Hyung-Jun Im 1 페이지

1. Radiation Induced Photodynamic Therapy
Photodynamic therapy (PDT) is an effective anti-cancer strategy with a higher selectivity and fewer adverse effects than conventional therapies; however, shallow tissue penetration depth of light has hampered the clinical utility of PDT. Radiation induced luminescence (radioluminescence) can be used for PDT without depth problem. We are developing liposomal nanoplatform for radiation induced PDT utilizing scintillating europium chelates and various photosensitizers (Lee, Jeon, Im* et al. ACS Nano 2020). We envision that this novel type of PDT agent will broaden the application PDT, and also can be coupled with targeted radionuclide therapy (Combined Targeted RAdionuclide Therapy – Photodynamic Therapy, Co-TRAP Therapy).
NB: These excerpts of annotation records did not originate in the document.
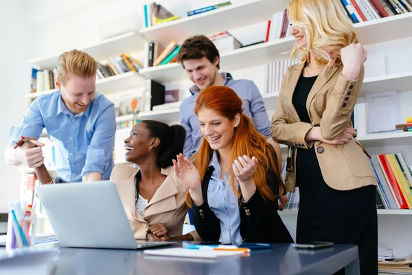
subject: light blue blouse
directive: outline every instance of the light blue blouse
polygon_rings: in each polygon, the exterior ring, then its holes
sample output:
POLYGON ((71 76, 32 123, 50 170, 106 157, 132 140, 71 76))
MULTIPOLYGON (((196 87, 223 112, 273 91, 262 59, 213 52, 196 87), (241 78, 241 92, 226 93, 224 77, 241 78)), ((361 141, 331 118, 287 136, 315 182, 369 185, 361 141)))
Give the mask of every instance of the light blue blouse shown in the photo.
POLYGON ((242 243, 238 197, 229 183, 230 174, 225 174, 223 180, 220 177, 218 154, 215 151, 209 164, 209 166, 212 166, 214 170, 207 186, 207 203, 211 211, 220 221, 219 241, 222 243, 242 243))

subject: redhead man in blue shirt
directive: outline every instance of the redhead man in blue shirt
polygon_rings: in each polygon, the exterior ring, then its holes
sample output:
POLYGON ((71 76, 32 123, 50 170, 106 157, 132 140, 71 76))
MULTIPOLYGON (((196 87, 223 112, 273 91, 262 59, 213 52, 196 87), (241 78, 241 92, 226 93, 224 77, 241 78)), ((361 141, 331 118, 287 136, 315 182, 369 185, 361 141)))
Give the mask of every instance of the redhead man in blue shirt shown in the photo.
MULTIPOLYGON (((278 160, 281 161, 280 147, 271 138, 271 122, 258 87, 251 80, 235 80, 228 72, 219 73, 219 52, 210 39, 204 35, 188 38, 181 47, 177 61, 181 64, 194 84, 190 88, 192 96, 185 98, 180 106, 181 124, 186 130, 183 148, 185 157, 192 157, 198 151, 203 140, 199 120, 194 113, 196 98, 208 87, 227 86, 243 100, 244 113, 251 118, 256 130, 266 138, 266 141, 275 148, 278 160)), ((285 195, 280 195, 279 199, 279 210, 283 210, 288 199, 285 195)))
POLYGON ((59 56, 58 91, 38 97, 21 126, 10 130, 10 146, 5 152, 9 164, 41 166, 44 144, 34 141, 38 146, 28 148, 21 137, 37 140, 45 128, 56 142, 56 183, 109 178, 114 166, 115 113, 113 104, 95 92, 97 69, 91 56, 77 50, 59 56))

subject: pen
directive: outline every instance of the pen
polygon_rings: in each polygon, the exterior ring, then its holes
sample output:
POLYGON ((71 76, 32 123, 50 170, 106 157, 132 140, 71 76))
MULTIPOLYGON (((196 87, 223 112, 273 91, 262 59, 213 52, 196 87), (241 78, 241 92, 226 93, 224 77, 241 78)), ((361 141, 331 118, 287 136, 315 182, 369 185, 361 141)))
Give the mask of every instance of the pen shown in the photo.
POLYGON ((237 245, 190 245, 187 248, 189 249, 196 250, 211 250, 212 248, 239 248, 237 245))
POLYGON ((250 253, 251 250, 249 248, 213 248, 212 250, 222 250, 222 251, 242 251, 244 253, 250 253))

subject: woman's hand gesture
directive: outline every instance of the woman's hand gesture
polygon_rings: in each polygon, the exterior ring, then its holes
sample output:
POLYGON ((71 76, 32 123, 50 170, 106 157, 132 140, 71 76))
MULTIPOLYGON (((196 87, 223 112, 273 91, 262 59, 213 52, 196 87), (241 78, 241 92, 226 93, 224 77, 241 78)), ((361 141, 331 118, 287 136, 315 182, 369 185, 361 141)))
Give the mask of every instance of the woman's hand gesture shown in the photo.
POLYGON ((242 157, 238 157, 238 160, 235 160, 235 162, 232 164, 232 169, 238 181, 240 182, 249 182, 253 179, 253 174, 256 172, 256 166, 258 165, 258 159, 252 157, 251 159, 247 155, 244 155, 242 157))
POLYGON ((183 157, 180 153, 177 155, 177 162, 173 160, 173 168, 177 179, 190 190, 198 189, 201 186, 201 175, 193 162, 183 157))

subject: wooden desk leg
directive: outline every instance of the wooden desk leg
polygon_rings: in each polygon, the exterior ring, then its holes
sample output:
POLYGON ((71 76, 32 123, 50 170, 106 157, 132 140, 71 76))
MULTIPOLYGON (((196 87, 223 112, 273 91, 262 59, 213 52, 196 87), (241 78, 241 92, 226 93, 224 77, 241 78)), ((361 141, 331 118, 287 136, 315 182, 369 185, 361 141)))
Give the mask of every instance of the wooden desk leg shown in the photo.
POLYGON ((345 267, 345 274, 346 275, 359 275, 359 259, 356 258, 345 267))

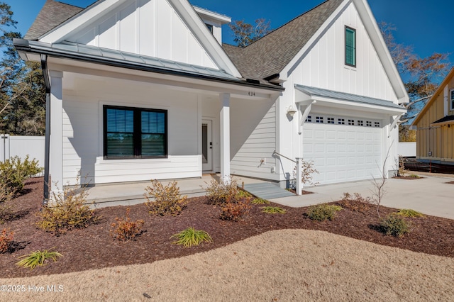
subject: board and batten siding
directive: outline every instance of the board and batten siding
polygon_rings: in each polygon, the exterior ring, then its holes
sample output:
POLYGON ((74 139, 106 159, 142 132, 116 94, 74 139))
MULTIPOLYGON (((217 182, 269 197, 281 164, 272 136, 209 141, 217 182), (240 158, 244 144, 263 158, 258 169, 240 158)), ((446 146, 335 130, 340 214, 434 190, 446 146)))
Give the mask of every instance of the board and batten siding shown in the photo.
POLYGON ((201 177, 197 96, 118 81, 81 80, 84 89, 64 90, 63 185, 77 184, 78 174, 79 184, 92 184, 201 177), (104 160, 104 104, 167 110, 168 158, 104 160))
MULTIPOLYGON (((276 168, 276 105, 273 105, 231 161, 233 174, 272 179, 276 168), (260 164, 260 160, 265 163, 260 164)), ((277 179, 277 178, 276 178, 277 179)))
POLYGON ((128 1, 66 39, 69 42, 216 68, 197 39, 165 0, 128 1))
POLYGON ((314 45, 288 82, 397 101, 353 3, 314 45), (356 67, 345 65, 345 26, 356 30, 356 67))
MULTIPOLYGON (((449 96, 454 89, 454 77, 447 84, 449 96)), ((450 125, 431 124, 445 116, 444 91, 426 110, 416 124, 416 158, 426 160, 454 162, 454 127, 450 125)), ((449 99, 448 99, 449 100, 449 99)), ((454 115, 448 104, 448 116, 454 115)))

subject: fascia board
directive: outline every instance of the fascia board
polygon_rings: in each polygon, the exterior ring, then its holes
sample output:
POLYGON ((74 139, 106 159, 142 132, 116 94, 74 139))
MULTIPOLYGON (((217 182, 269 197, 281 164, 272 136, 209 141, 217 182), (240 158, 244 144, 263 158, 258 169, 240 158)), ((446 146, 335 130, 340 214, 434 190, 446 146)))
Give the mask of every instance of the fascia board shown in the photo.
POLYGON ((404 85, 404 82, 396 67, 388 47, 384 43, 374 15, 366 0, 353 0, 356 9, 361 18, 362 24, 366 28, 369 37, 374 45, 383 68, 389 78, 391 85, 394 89, 397 99, 400 103, 409 103, 409 97, 404 85))
POLYGON ((193 6, 193 7, 194 7, 194 9, 197 12, 197 13, 205 16, 207 18, 209 18, 210 19, 216 20, 221 24, 227 24, 232 22, 232 18, 227 16, 221 15, 221 13, 209 11, 208 9, 202 9, 201 7, 198 7, 198 6, 193 6))
POLYGON ((323 23, 323 25, 319 28, 319 30, 311 37, 309 40, 306 43, 303 48, 298 52, 297 55, 292 59, 292 60, 280 72, 282 75, 282 78, 288 79, 290 77, 292 72, 298 66, 298 65, 303 60, 303 59, 311 51, 314 45, 320 40, 320 38, 330 28, 332 23, 340 16, 340 14, 347 9, 347 6, 352 0, 345 0, 336 11, 329 16, 328 19, 323 23))
POLYGON ((194 36, 215 63, 222 69, 238 78, 243 77, 214 36, 206 29, 194 7, 186 0, 168 0, 184 21, 194 36))
POLYGON ((333 107, 354 107, 356 109, 362 108, 364 111, 377 111, 380 113, 385 113, 389 115, 402 114, 406 112, 406 109, 405 109, 404 108, 400 109, 398 108, 384 107, 382 106, 372 105, 364 103, 357 103, 350 101, 343 101, 318 96, 313 96, 312 99, 314 101, 317 101, 318 105, 321 105, 323 103, 326 103, 329 104, 330 106, 333 106, 333 107))
POLYGON ((115 8, 126 2, 128 0, 101 0, 94 4, 76 16, 64 22, 57 28, 40 37, 38 40, 45 43, 58 43, 65 40, 69 35, 78 28, 84 26, 87 22, 100 15, 104 15, 115 8))

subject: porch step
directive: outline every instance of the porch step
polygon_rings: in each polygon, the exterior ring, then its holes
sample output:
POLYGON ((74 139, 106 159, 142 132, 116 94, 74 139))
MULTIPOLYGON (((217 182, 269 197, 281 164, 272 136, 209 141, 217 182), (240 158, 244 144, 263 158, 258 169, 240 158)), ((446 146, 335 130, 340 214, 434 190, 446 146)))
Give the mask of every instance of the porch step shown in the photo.
POLYGON ((295 196, 293 193, 270 182, 245 184, 244 189, 258 198, 266 200, 295 196))

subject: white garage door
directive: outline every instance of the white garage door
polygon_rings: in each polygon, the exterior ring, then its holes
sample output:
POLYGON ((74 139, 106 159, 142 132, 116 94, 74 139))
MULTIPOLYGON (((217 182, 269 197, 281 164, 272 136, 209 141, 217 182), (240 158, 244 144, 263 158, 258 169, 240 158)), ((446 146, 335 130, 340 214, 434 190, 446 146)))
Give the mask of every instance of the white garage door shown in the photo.
POLYGON ((312 116, 303 129, 303 158, 314 160, 318 183, 380 177, 383 139, 380 121, 312 116))

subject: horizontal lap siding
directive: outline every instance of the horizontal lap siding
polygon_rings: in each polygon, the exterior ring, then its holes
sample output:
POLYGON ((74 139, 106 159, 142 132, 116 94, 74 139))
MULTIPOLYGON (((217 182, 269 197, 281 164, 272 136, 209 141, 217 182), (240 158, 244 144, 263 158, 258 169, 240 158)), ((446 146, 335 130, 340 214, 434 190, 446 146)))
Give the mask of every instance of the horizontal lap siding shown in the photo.
MULTIPOLYGON (((64 93, 63 185, 106 184, 201 176, 197 154, 197 96, 179 91, 150 90, 143 85, 111 79, 98 90, 64 93), (103 86, 105 85, 105 86, 103 86), (167 111, 168 158, 104 160, 103 104, 167 111)), ((93 85, 95 85, 93 84, 93 85)))
POLYGON ((276 106, 273 105, 231 162, 232 174, 272 179, 276 150, 276 106), (260 165, 260 160, 266 163, 260 165))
2. Theranostic Long Circulating Photothermal Gold Nanoparticles
Photothermal therapy (PTT) is one of the effective anti-cancer therapeutic strategies, generating hyperthermia to ablate cancer cells under a laser irradiation. Gold nanoparticles (Au NPs) are considered as one of the most promising photo-absorbers for PTT because of the excellent photothermal conversion efficiency and tunability of absorption band. Due to the unique surface plasmon resonance phenomenon, Au NPs have an unprecedently fast and efficient photothermal conversion compared to organic photo-absorbers. However, there are drawbacks of Au NPs, which are 1) low tumor targeting ability due to short circulation time, 2) potential toxicity due to long-term retention in the body system and 3) difficulty of non-invasive assessment of biodistribution. We are developing radiolabeled theranostic liposomal Au decorated liposome that has efficient tumor targeting ability, efficient excretability and can be imaged by in vivo positron emission tomography (PET).
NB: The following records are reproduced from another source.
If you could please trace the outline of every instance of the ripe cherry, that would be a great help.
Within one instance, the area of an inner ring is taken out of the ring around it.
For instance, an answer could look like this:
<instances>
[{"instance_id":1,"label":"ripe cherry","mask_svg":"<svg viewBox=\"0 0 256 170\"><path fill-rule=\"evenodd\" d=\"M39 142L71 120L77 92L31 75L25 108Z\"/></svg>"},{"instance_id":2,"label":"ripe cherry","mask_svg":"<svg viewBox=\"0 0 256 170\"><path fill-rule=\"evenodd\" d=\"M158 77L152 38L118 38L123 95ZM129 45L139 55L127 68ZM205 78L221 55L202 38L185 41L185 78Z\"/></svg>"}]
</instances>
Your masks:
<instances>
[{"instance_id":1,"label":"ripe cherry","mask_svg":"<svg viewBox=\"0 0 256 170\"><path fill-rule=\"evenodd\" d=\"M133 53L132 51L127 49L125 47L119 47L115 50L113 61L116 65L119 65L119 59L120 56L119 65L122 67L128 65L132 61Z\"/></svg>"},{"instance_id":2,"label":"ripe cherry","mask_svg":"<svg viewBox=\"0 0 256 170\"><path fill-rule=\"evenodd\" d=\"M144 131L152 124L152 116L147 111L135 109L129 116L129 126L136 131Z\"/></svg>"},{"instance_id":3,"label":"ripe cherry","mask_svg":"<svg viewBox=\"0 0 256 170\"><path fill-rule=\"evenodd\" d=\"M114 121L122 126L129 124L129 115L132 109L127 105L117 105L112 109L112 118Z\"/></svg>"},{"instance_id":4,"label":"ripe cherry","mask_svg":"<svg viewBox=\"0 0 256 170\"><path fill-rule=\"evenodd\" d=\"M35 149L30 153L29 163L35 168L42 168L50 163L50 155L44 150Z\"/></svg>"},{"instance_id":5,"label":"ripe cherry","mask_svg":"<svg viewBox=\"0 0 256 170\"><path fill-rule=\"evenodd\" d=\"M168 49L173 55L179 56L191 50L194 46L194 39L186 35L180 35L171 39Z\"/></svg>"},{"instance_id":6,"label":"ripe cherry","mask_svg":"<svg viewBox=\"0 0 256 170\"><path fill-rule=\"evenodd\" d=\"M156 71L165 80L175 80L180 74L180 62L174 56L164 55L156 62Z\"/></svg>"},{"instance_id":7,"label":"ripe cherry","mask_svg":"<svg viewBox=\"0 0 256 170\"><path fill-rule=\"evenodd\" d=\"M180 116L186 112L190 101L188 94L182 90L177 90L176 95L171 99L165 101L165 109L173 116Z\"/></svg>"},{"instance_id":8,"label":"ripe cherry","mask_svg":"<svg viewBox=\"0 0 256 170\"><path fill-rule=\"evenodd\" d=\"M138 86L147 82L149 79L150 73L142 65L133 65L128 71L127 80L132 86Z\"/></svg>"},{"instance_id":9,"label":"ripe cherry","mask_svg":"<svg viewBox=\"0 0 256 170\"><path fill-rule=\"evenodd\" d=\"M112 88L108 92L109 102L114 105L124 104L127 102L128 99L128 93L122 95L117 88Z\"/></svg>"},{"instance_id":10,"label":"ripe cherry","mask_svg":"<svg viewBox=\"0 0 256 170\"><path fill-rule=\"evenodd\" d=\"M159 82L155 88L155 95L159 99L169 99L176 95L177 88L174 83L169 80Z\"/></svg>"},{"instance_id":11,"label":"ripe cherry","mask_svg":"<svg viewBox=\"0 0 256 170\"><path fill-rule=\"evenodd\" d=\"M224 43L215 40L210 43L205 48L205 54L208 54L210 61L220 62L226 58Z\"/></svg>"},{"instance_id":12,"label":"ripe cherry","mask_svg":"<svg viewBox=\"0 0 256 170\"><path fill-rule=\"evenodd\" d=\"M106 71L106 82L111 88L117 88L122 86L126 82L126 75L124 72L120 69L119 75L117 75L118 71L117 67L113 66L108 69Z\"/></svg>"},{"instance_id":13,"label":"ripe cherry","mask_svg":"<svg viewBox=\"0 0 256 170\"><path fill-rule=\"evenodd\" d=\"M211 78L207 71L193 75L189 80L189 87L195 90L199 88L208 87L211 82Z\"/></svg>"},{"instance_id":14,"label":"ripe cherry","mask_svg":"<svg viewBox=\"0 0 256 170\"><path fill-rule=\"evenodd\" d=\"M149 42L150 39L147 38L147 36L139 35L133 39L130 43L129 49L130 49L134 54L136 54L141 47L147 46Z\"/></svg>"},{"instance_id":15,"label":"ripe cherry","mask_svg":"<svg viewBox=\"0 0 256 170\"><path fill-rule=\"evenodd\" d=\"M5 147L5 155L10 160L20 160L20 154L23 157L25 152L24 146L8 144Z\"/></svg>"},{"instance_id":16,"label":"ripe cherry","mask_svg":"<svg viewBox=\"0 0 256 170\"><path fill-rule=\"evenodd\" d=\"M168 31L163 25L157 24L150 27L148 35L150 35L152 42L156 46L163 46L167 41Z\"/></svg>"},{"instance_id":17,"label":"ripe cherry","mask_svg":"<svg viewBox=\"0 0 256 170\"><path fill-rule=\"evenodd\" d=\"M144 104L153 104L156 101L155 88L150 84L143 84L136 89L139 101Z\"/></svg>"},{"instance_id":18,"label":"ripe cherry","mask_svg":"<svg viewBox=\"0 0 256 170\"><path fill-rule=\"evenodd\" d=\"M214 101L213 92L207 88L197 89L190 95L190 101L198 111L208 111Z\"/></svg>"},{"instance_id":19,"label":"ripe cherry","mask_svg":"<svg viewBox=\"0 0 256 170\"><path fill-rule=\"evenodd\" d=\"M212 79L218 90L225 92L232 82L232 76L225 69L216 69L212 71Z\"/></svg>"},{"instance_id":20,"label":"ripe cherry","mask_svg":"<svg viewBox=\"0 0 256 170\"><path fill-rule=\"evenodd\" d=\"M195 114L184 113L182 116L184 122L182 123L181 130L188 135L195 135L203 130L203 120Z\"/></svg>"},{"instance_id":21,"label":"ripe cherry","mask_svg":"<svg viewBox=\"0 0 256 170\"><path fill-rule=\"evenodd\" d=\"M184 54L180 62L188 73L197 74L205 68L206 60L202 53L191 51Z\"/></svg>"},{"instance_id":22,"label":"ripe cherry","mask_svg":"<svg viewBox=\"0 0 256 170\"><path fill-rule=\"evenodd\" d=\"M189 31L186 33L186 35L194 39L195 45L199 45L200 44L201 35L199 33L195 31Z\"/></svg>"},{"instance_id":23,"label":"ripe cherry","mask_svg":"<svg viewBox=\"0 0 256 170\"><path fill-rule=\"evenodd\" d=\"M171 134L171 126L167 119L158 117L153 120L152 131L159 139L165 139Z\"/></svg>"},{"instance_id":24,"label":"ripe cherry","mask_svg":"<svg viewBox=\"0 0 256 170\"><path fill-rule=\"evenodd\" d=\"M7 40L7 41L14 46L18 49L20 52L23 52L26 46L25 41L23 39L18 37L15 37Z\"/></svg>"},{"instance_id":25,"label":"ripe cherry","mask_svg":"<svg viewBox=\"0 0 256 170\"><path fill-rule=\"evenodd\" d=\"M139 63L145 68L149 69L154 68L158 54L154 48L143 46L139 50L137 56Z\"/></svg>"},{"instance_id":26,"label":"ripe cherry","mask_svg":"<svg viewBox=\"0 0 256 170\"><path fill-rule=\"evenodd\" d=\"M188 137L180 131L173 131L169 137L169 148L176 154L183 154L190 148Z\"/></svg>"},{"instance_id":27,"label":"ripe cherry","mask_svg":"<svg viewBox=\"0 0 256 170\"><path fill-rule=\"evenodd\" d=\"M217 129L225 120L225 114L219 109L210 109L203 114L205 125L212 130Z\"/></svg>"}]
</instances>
3. Radiogenomic Analysis for Cancer Biomarker Discovery
Cancer is a heterogenous disease at genetic, epigenetic and phenotypic levels. Cancer progression is driven by a genetic process of clonal evolution, which eventually causes tumor genetic heterogeneity, a tumor with multiple subsets of subclonal mutations. Acquired tumor genetic heterogeneity is caused by the selective pressures during the evolution process and affected by tumor vasculature and immune system in the microenvironment. Furthermore, genetic heterogeneity eventually drives the phenotypic heterogeneity of tumor by interacting environmental factors. Heterogeneous subsets of tumor have different molecular targets, which may result in different levels of resistance to the cancer treatment. Accordingly, tumor heterogeneity is associated with the progression and eventual clinical outcomes of cancer patients. Thus, evaluation of tumor heterogeneity is crucial for selecting anticancer strategies and predicting clinical outcomes. We are investigating how the genetic and metabolic heterogeneity features of the tumor are associated with each other in head and neck squamous cell carcinoma (HNSC).